Disturbances from the liver and bile ducts
Often: abnormalities in the results of functional liver tests.
Heart Disease
Infrequent: tachycardia, pulmonary edema *.
Vascular disorders
Very often: increased blood pressure, lower blood pressure.
Often: increased severity of hypertension.
Disturbances on the part of the organ of sight
Infrequently: conjunctivitis *, "blurring" of vision *.
Disturbances from musculoskeletal system and connective tissue
Often: arthralgia, asthenia, myalgia.
Infrequent: back pain *, muscle cramps.
Benign, malignant and unspecified neoplasms
Infrequent: skin papilloma *, basal cell carcinoma *, Kaposi's sarcoma *, lymphoproliferative disorders, scaly-cell carcinoma *.
Disorders from the kidneys and urinary tract
Often: increased levels of creatinine in the blood.
Infrequent: hematuria *, necrosis of renal tubules *, urethral stricture.
* this undesirable phenomenon was registered only in one patient out of 372. The profile of adverse events was not different in patients with a transplanted kidney de novo and in patients who previously received maintenance therapy, but the incidence of adverse events was lower in the second group.
The following are undesirable phenomena revealed during post-marketing observations (the frequency is unknown)
Disturbances from the skin and subcutaneous tissues: rash.
Side effects, observed against the background of the use of mycophenolic acid derivatives ("class effects"):
Infectious and parasitic diseases: severe current, sometimes life-threatening infectious diseases (in some cases, with a fatal outcome), including meningitis, infective endocarditis, tuberculosis, atypical infections caused by mycobacteria. The development of poliomavirus nephropathy (especially associated with VC virus) has been reported.
With the use of mycophenolate mofetil, cases of development of progressive multifocal leukoencephalopathy associated with JCa virus, in some cases with a fatal outcome.

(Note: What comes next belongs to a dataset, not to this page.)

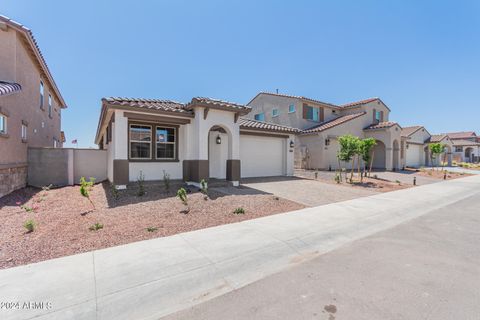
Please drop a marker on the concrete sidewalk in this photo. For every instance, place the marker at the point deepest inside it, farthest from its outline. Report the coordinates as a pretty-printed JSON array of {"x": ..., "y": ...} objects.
[{"x": 153, "y": 278}]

Violations from the blood and lymphatic system: agranulocytosis, neutropenia, pancytopenia. When using mycophenolic acid derivatives in combination with other immunosuppressants, cases of development partial red cell aplasia of the bone marrow.
Disorders from the digestive system: colitis, esophagitis (including CMV-colitis and CMV-esophagitis), CMV gastritis, pancreatitis, perforation of the intestinal wall, gastrointestinal bleeding, stomach and / or duodenal ulcer, intestinal obstruction.